Wie Ihr wisst, hatte ich ein paar „Kleine religiöse Büchlein“ geschrieben (siehe Kleine religiöse Büchlein ) und möchte noch eines hinzufügen, das „Von der Identität“ handeln wird.
Hier jetzt erste Textproben:
Das ist eine Puppe
Im Büchlein „Über die Realität“ habe ich mich zu einem Satz verstiegen, wo ich behaupte:
Alles, was mit sich selbst ident ist, ist ein Teil der Realität.

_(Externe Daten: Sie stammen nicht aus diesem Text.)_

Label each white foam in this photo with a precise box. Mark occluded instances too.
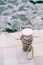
[23,28,33,35]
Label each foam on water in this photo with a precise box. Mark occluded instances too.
[0,0,43,32]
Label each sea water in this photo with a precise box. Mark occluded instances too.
[0,0,43,32]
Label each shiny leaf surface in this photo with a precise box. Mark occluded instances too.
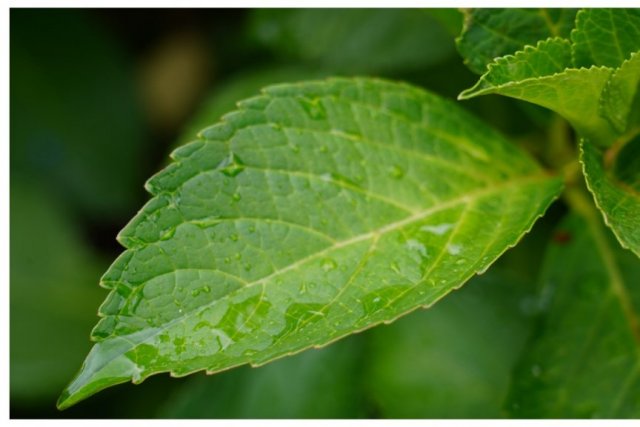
[59,79,562,408]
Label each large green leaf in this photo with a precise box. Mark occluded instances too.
[571,8,640,67]
[457,9,576,74]
[158,335,366,419]
[251,8,455,75]
[507,211,640,418]
[580,137,640,256]
[9,181,106,405]
[59,79,562,408]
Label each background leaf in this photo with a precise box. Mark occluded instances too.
[571,8,640,68]
[366,268,531,419]
[580,137,640,256]
[457,8,576,74]
[60,79,561,407]
[251,9,455,75]
[10,9,145,220]
[507,212,640,418]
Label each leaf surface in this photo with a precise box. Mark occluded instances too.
[457,8,576,74]
[59,79,562,408]
[507,212,640,418]
[581,137,640,256]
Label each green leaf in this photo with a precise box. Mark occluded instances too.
[600,52,640,133]
[571,8,640,67]
[251,8,455,75]
[580,137,640,256]
[507,212,640,418]
[158,336,365,419]
[176,67,327,146]
[59,79,562,408]
[457,9,576,74]
[9,180,106,406]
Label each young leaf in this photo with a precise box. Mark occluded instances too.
[457,9,576,74]
[571,8,640,68]
[507,213,640,418]
[580,137,640,256]
[600,52,640,133]
[459,38,616,145]
[59,79,562,408]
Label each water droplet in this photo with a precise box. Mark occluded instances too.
[407,239,427,258]
[531,365,542,378]
[322,258,338,271]
[447,243,462,255]
[218,153,245,177]
[300,98,327,120]
[389,165,404,179]
[476,264,491,275]
[420,224,453,236]
[389,261,401,274]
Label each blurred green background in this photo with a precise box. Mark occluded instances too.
[10,9,561,418]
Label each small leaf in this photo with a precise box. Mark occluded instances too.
[580,137,640,256]
[59,79,562,408]
[457,9,576,74]
[459,38,616,144]
[507,214,640,418]
[571,8,640,68]
[600,52,640,133]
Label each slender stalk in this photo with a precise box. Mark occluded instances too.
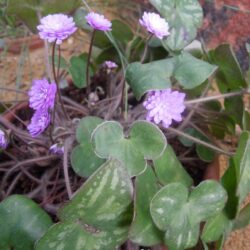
[178,81,211,130]
[56,46,61,80]
[82,0,91,11]
[37,11,52,81]
[86,30,95,96]
[167,127,233,156]
[140,34,153,63]
[52,41,69,123]
[63,138,73,199]
[185,89,249,105]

Die Identität ist eine wesentliche Sache, wenn wir Menschen das Universum erfassen.
Und es ist tatsächlich so simpel, dass man es einem kleinen Kind nicht erklären muss.
Ganz einfach geht die Identitätsbildung vor sich, indem man einem Kind einen Gegenstand zeigt und dazu sagt:
„(Das ist ein) Ball“
oder
„(Das ist eine) Puppe“.
Das ist eine natürliche Sache, die sehr simpel funktioniert.
Erst später beginnen wir, darüber nachzudenken.
Wenn der Puppe ein Arm ausgerissen wird, und wir ersetzen den Arm durch einen Ersatzarm – ist das immer noch dieselbe Puppe?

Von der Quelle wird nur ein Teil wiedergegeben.